Mutational analysis of phenolic acid decarboxylase from Bacillus subtilis (BsPAD), which converts bio-derived phenolic acids to styrene derivatives
Phenolic acid decarboxylase from Bacillus subtilis (BsPAD) catalyses the decarboxylation of phenolic acids such as coumaric acid to give vinyl phenols, which are of interest as possible polymer precursors and flavour/fragrance compounds. The structure of the Tyr19Ala mutant of BsPAD has been solved in complex with coumaric acid. In the active site, the substrate carboxylate is bound by Tyr11 and Tyr13, and the phenolic hydroxyl by the NE atom of Arg41. A comparison of the mutant complex with the wild-type apoenzyme reveals that the β1–β2 loop, running from Tyr11 to Ala19, closes over the active site in the presence of substrate, shielding it from bulk solvent.
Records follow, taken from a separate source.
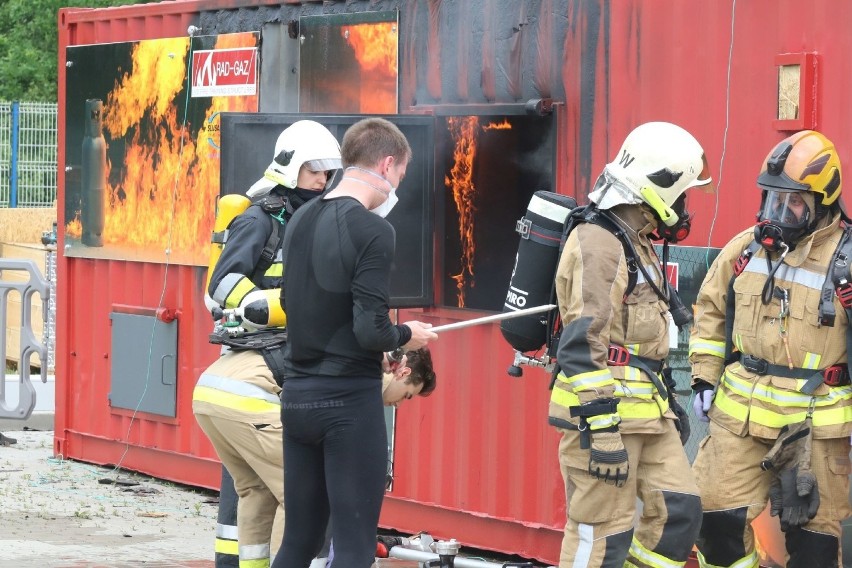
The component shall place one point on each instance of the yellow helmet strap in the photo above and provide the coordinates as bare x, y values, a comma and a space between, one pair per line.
666, 213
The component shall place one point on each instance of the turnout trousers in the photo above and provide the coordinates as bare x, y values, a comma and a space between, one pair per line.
243, 423
735, 490
600, 529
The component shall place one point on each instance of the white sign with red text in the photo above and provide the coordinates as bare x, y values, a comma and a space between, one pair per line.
224, 72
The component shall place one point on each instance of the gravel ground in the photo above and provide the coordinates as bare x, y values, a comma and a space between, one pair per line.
59, 513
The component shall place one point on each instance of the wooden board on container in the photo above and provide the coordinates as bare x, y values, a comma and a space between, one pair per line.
21, 251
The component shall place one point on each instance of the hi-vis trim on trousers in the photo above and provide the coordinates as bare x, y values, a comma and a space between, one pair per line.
747, 404
234, 394
587, 381
714, 348
651, 404
650, 557
254, 556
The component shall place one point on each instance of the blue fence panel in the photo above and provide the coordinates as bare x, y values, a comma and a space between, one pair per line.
28, 154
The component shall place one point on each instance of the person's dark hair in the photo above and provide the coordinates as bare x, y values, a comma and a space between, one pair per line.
420, 363
372, 139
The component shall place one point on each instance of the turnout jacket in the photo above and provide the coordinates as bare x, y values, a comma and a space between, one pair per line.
591, 281
759, 405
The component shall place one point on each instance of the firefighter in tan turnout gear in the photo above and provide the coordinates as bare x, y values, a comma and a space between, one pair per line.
770, 340
610, 399
236, 400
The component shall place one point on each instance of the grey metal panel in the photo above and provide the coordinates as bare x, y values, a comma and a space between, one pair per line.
279, 70
144, 364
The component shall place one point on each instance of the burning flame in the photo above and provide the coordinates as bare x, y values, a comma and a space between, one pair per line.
464, 131
376, 48
165, 194
498, 125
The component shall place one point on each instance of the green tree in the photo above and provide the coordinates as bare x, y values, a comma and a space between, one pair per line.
29, 46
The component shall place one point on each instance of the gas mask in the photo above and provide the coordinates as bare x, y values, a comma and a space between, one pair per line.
680, 230
388, 204
785, 217
385, 208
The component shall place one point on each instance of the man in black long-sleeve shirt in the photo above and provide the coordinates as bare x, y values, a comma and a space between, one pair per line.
338, 252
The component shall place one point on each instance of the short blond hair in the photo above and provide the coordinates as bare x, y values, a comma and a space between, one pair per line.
370, 140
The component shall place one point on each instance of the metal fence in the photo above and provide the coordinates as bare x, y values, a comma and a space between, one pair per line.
27, 154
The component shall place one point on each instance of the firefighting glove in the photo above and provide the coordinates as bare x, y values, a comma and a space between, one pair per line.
608, 458
681, 419
702, 400
792, 448
599, 433
794, 496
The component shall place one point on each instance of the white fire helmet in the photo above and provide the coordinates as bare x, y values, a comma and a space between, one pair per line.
657, 163
303, 142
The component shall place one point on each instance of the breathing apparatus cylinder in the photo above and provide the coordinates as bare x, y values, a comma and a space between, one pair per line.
94, 173
228, 207
531, 283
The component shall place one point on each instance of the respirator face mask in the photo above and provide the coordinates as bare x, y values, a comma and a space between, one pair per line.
784, 218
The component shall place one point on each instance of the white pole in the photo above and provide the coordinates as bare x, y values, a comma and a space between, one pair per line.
495, 317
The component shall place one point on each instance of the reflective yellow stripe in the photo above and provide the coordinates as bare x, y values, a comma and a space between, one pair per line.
812, 360
635, 389
651, 558
587, 381
224, 546
626, 409
738, 343
749, 561
639, 410
632, 374
707, 347
730, 407
562, 397
233, 401
825, 417
602, 421
784, 397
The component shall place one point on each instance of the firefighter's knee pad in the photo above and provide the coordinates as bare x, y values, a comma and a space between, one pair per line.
720, 539
683, 520
808, 548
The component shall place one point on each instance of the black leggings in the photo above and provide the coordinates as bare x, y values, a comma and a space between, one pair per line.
335, 456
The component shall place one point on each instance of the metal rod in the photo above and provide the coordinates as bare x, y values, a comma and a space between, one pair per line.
495, 317
421, 556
The complex structure, in conjunction with an activity study of point mutants of BsPAD, provides support for a mechanism for PADs, proposed by Mancheño and co-workers for the homologue from Lactobacillus plantarum [Proteins, 2010, 78, 1662–1676]. In this mechanism, a quinone methide intermediate results from deprotonation of the phenolic hydroxyl of the substrate by Glu64, assisted by Arg41. Decarboxylation of the substrate is effected through binding of the carboxylate by Tyr11 and Tyr13, the latter being brought into contact with the substrate as a result of the movement of the β1–β2 loop on substrate binding.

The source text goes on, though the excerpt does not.